Por Juan Carlos Avilés/ La Vaca Paca
Cejijunto era aún más bestia que yo. Aquel paisano viejuno y seguramente amargado por el vino rancio y otros trastornos de su mala vida, y que poco a poco le iban carcomiendo su escaso cerebro, me hacía polvo cada vez que iba a catarme. Era como si toda su mala baba se le fuera a las manos cuando me espachurraba los pezones. Y si daba un respingo de protesta me atizaba en el lomo con la vara de avellano que tenía por única compañía. No le soportaba, como tampoco el resto del mundo, y me echaba a temblar cada vez que le veía acercarse con el cubo y el tayuelu, mordisqueando el resto de Farias que siempre llevaba entre sus ponzoñosos dientes y arrastrando la pierna ortopédica que le dejó la diabetes. Cejijunto era asqueroso y un auténtico hijoputa, pero también era el amo y el dueño de la granja donde nos arremolinábamos mis compañeras y yo. Menos mal que estaba para pocos trotes y con suerte le quedarían un par de telediarios, así que nuestro cuidado, y el del resto de la quintana, se lo dejaba a sus nietos mientras él se acababa de consumir en el chigre. Tenía un hijo que marchó a Ensidesa para cambiar a su odioso padre y el apestoso cuchu por el gin tonic de Beefeter y la tele de plasma. Y este a su vez tuvo otros dos, una hija que dio en influencer y un varón hippy y ecologista que fue el que decidió, junto con su chica del mismo pelaje, irse con el abuelo a recuperar la España vaciada. Con el abuelo no pudo, pero lo demás lo llevaba a las mil maravillas. Yo estaba encantada con ellos, e incluso la chica me ponía música de Mike Olfield cada vez que me tentaba las tetas, de las que brotaba una leche fluida, rica y cremosa como ella sola. A ambos les fascinaba la vida rural, el trajín del ganado y los productos de la tierra, y en los dos años que llevaban en la finca la pusieron a vivir. Así que, salvo que apareciese el vejestorio de Cejijunto, podría decirse que yo era una vaca moderadamente feliz.

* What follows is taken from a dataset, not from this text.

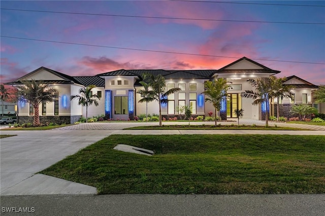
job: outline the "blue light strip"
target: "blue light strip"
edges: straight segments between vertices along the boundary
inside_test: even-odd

Aquel aciago día a los chicos les dio por ir a Ikea y encima mi amiguete transeúnte tampoco vino a visitarme. Llevaba algún tiempo sin aparecer y reconozco que empecé a mosquearme (eso sí, en sentido metafórico, que a mí esos bichitos me ponen mala). Y es que, a pesar de nuestras visibles diferencias, le estaba cogiendo cariño. Sentimental que es una.